Venerdì sera Bono ha dialogato con Mussolini, chiamato più volte Benito, lo ha preso in giro perché si credeva il «Duce» e perché si vantava di far arrivare in orario i treni, magari per farli arrivare puntuali nei campi di concentramento, ha aggiunto Bono. Inoltre ha ricordato le leggi razziali e, mentre sul mega schermo scorrevano le immagini di esodi biblici causati dalla guerra, il leader degli U2 è entrato a piedi uniti nel dibattito politico italiano, quasi imbarazzato nell’apprendere, soltanto ventiquattro ore dopo aver ringraziato sullo stesso palco il nostro paese per aver dimostrato amore e tolleranza per i rifugiati, che un leader politico italiano possa aver proposto sul serio di chiudere i negozietti etnici alle nove di sera, una riedizione secondo il cantante irlandese del Manifesto della Razza. Infine c’è il momento +Europa, l’ancora di salvezza del mondo affidato alla purezza originaria del progetto continentale; un antidoto al caos contemporaneo, introdotto dal momento più commovente dello spettacolo: la sequenza Summer of Love, in versione acustica, e Pride (In the name of love). Summer of love è una canzone apparentemente leggiadra, ma in realtà è una formidabile “protest song” sull’indifferenza collettiva nei confronti dei disperati che scappano dalla guerra.

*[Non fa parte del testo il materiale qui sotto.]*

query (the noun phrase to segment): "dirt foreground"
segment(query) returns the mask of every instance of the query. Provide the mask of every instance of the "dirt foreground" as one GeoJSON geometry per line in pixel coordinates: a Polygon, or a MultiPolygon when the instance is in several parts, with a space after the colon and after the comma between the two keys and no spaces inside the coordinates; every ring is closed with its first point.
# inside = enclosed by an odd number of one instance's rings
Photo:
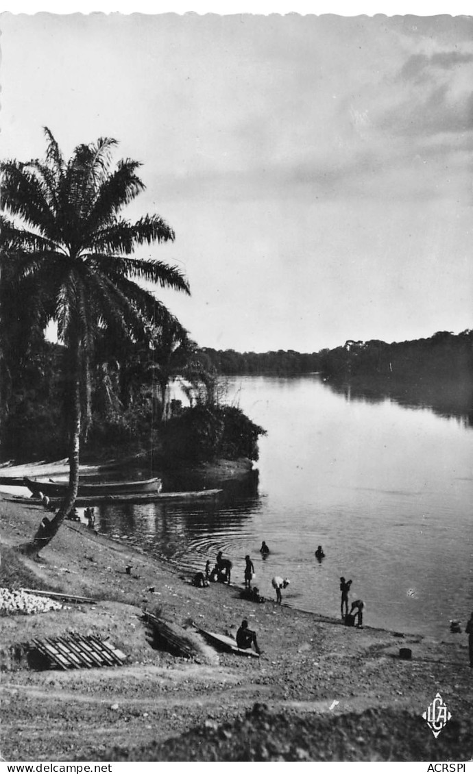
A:
{"type": "Polygon", "coordinates": [[[96,601],[2,617],[5,760],[473,758],[473,670],[464,635],[438,642],[358,630],[272,600],[248,602],[239,596],[243,567],[235,568],[235,585],[197,589],[179,567],[72,522],[39,560],[19,557],[12,549],[33,535],[43,515],[37,506],[0,501],[0,585],[96,601]],[[196,656],[153,648],[145,607],[187,629],[196,656]],[[258,633],[259,659],[217,652],[191,625],[235,636],[244,618],[258,633]],[[32,639],[72,632],[109,638],[127,655],[125,664],[30,667],[32,639]],[[411,660],[399,657],[400,647],[412,649],[411,660]],[[422,714],[437,692],[451,719],[436,739],[422,714]]]}

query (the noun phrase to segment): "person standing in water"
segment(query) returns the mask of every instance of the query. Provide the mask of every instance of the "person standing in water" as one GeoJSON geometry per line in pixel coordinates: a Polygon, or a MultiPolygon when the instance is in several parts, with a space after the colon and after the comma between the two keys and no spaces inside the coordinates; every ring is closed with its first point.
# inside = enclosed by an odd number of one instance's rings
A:
{"type": "Polygon", "coordinates": [[[324,558],[325,554],[324,553],[324,549],[322,548],[321,546],[319,546],[319,547],[317,548],[317,551],[315,552],[315,556],[319,562],[321,562],[322,560],[324,558]]]}
{"type": "Polygon", "coordinates": [[[351,608],[350,613],[354,615],[356,618],[358,616],[358,623],[356,624],[357,628],[362,628],[363,626],[363,610],[365,608],[365,602],[361,599],[355,599],[355,602],[351,602],[351,608]],[[355,610],[356,612],[353,613],[355,610]]]}
{"type": "Polygon", "coordinates": [[[468,635],[468,651],[470,654],[470,666],[473,669],[473,613],[466,625],[464,631],[468,635]]]}
{"type": "Polygon", "coordinates": [[[248,553],[245,557],[245,561],[246,562],[246,567],[245,567],[245,588],[251,588],[252,578],[255,574],[255,567],[248,553]]]}
{"type": "Polygon", "coordinates": [[[348,615],[348,592],[350,591],[351,583],[351,580],[345,581],[345,579],[343,577],[340,578],[340,591],[341,591],[341,603],[340,604],[340,610],[342,618],[344,618],[345,615],[348,615]]]}
{"type": "Polygon", "coordinates": [[[287,578],[281,578],[278,575],[272,578],[271,585],[276,589],[276,601],[278,604],[280,604],[283,600],[281,589],[286,588],[286,586],[289,586],[290,583],[290,580],[288,580],[287,578]]]}

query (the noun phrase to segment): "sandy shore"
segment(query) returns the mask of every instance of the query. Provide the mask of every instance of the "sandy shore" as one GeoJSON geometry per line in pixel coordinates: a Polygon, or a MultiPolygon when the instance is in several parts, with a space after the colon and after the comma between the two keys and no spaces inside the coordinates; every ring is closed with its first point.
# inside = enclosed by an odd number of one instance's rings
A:
{"type": "Polygon", "coordinates": [[[2,618],[5,759],[473,757],[473,670],[464,635],[439,642],[372,628],[368,620],[363,629],[349,628],[336,618],[272,600],[255,604],[240,599],[243,567],[235,568],[235,585],[197,589],[179,567],[72,522],[39,560],[19,557],[11,549],[33,535],[42,515],[37,506],[0,501],[0,585],[96,602],[2,618]],[[197,645],[196,657],[152,648],[143,607],[187,628],[197,645]],[[218,653],[191,625],[235,635],[243,618],[258,633],[259,659],[218,653]],[[26,643],[73,632],[109,637],[126,653],[126,663],[67,672],[29,667],[26,643]],[[399,658],[400,647],[412,649],[412,660],[399,658]],[[436,740],[422,714],[437,692],[451,720],[436,740]],[[242,720],[255,704],[267,709],[242,720]],[[248,724],[259,729],[249,747],[248,724]],[[122,752],[111,752],[117,745],[122,752]]]}

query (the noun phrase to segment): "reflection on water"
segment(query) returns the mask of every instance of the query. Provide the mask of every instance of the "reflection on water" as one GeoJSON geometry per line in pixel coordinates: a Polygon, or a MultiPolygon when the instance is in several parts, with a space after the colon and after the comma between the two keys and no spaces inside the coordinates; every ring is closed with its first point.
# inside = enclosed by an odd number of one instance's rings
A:
{"type": "Polygon", "coordinates": [[[358,378],[351,382],[330,380],[325,383],[348,401],[377,403],[389,399],[406,408],[429,409],[440,416],[456,417],[465,427],[473,427],[473,379],[408,382],[378,377],[369,381],[358,378]]]}
{"type": "MultiPolygon", "coordinates": [[[[343,575],[367,624],[451,636],[450,619],[473,608],[471,429],[392,396],[348,396],[315,375],[237,378],[228,398],[237,395],[268,430],[259,479],[225,485],[217,501],[107,506],[99,529],[189,572],[222,550],[235,583],[249,553],[261,593],[272,597],[271,578],[286,576],[286,602],[327,615],[339,611],[343,575]]],[[[168,489],[197,484],[165,478],[168,489]]]]}

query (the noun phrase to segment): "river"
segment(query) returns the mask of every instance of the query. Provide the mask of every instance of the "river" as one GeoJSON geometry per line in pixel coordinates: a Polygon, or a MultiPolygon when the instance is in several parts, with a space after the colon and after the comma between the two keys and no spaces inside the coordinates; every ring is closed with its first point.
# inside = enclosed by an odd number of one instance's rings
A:
{"type": "Polygon", "coordinates": [[[340,613],[343,575],[367,625],[455,636],[450,620],[464,625],[473,609],[471,427],[317,375],[232,378],[228,399],[267,430],[258,481],[215,503],[96,509],[98,529],[190,574],[221,550],[238,584],[249,553],[260,593],[272,598],[271,578],[286,577],[284,602],[327,615],[340,613]]]}

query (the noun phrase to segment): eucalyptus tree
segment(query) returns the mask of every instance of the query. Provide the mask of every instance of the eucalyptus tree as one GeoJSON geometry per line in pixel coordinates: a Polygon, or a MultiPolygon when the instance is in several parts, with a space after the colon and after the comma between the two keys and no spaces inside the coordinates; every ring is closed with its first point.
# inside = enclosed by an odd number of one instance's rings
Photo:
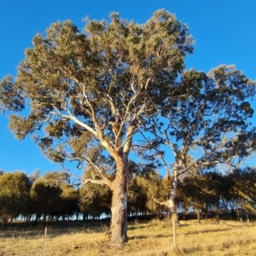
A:
{"type": "Polygon", "coordinates": [[[61,195],[62,189],[56,184],[49,184],[44,177],[38,178],[32,184],[30,195],[34,213],[43,215],[43,224],[45,224],[47,216],[60,211],[61,207],[61,195]]]}
{"type": "Polygon", "coordinates": [[[159,157],[172,176],[167,203],[173,219],[177,218],[174,199],[179,177],[217,165],[237,166],[256,145],[249,102],[255,96],[255,82],[242,72],[225,65],[208,74],[190,69],[182,73],[177,87],[160,109],[161,117],[150,117],[148,130],[154,133],[154,141],[144,136],[153,153],[148,158],[159,157]],[[167,154],[165,146],[172,153],[167,154]],[[152,151],[154,147],[157,152],[152,151]],[[168,161],[171,154],[173,163],[168,161]]]}
{"type": "Polygon", "coordinates": [[[24,214],[30,201],[31,182],[23,172],[0,175],[0,216],[3,230],[11,218],[24,214]]]}
{"type": "Polygon", "coordinates": [[[10,116],[17,138],[32,133],[54,161],[79,160],[95,166],[100,178],[87,182],[113,190],[111,240],[122,243],[128,239],[126,177],[132,137],[172,90],[185,55],[193,51],[193,39],[187,26],[165,10],[143,25],[116,13],[110,18],[109,23],[85,19],[83,32],[67,20],[51,25],[45,37],[38,33],[17,78],[1,81],[0,102],[15,113],[29,110],[10,116]],[[43,128],[44,136],[38,132],[43,128]],[[114,170],[102,170],[90,157],[73,153],[79,141],[80,153],[87,143],[102,147],[114,160],[114,170]]]}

Sono abbastanza vecchio da aver visto dal vivo gli U2 nel loro prime time, ai tempi del tour di The Joshua Tree, 1987, e poi ancora di Zooropa, 1993, a lungo uno dei concerti più incredibilmente coinvolgenti che abbia mai visto, e di essere stato un loro fan fin dagli esordi. Gli U2 hanno attraversato diverse fasi: quella band emergente di folk irlandese dei primi due album, Boy e October, quella del rock epico-motivazionale che li ha fatti diventare gli U2, War, Under a blood red sky e Unforgettable fire; quella della più grande rock band del mondo alla ricerca di nuove radici di The Joshua Tree e Rattle and hum; quella della rinascita e del completamento della traiettoria artistica di Achtung Baby e Zooropa; e quella successiva che tra alti e bassi continua a sfornare belle canzoni, marchi di fabbrica, ma che non può reggere il confronto con le epoche precedenti.
Ci provano, gli U2, a non fare i fenomeni da baraccone e la caricatura di sé stessi. E quando senti, come venerdì a Milano, I Will Follow, New Year’s Day, Who’s gonna ride your wild horses, ma anche i più recenti The Blackout, Get out of your own way il fuoco torna a essere indimenticabile. Ma il rock, parlandone da vivo, è un’altra cosa.
Gli U2 suoneranno ancora al Forum di Assago, lunedì 15 e martedì 16 ottobre.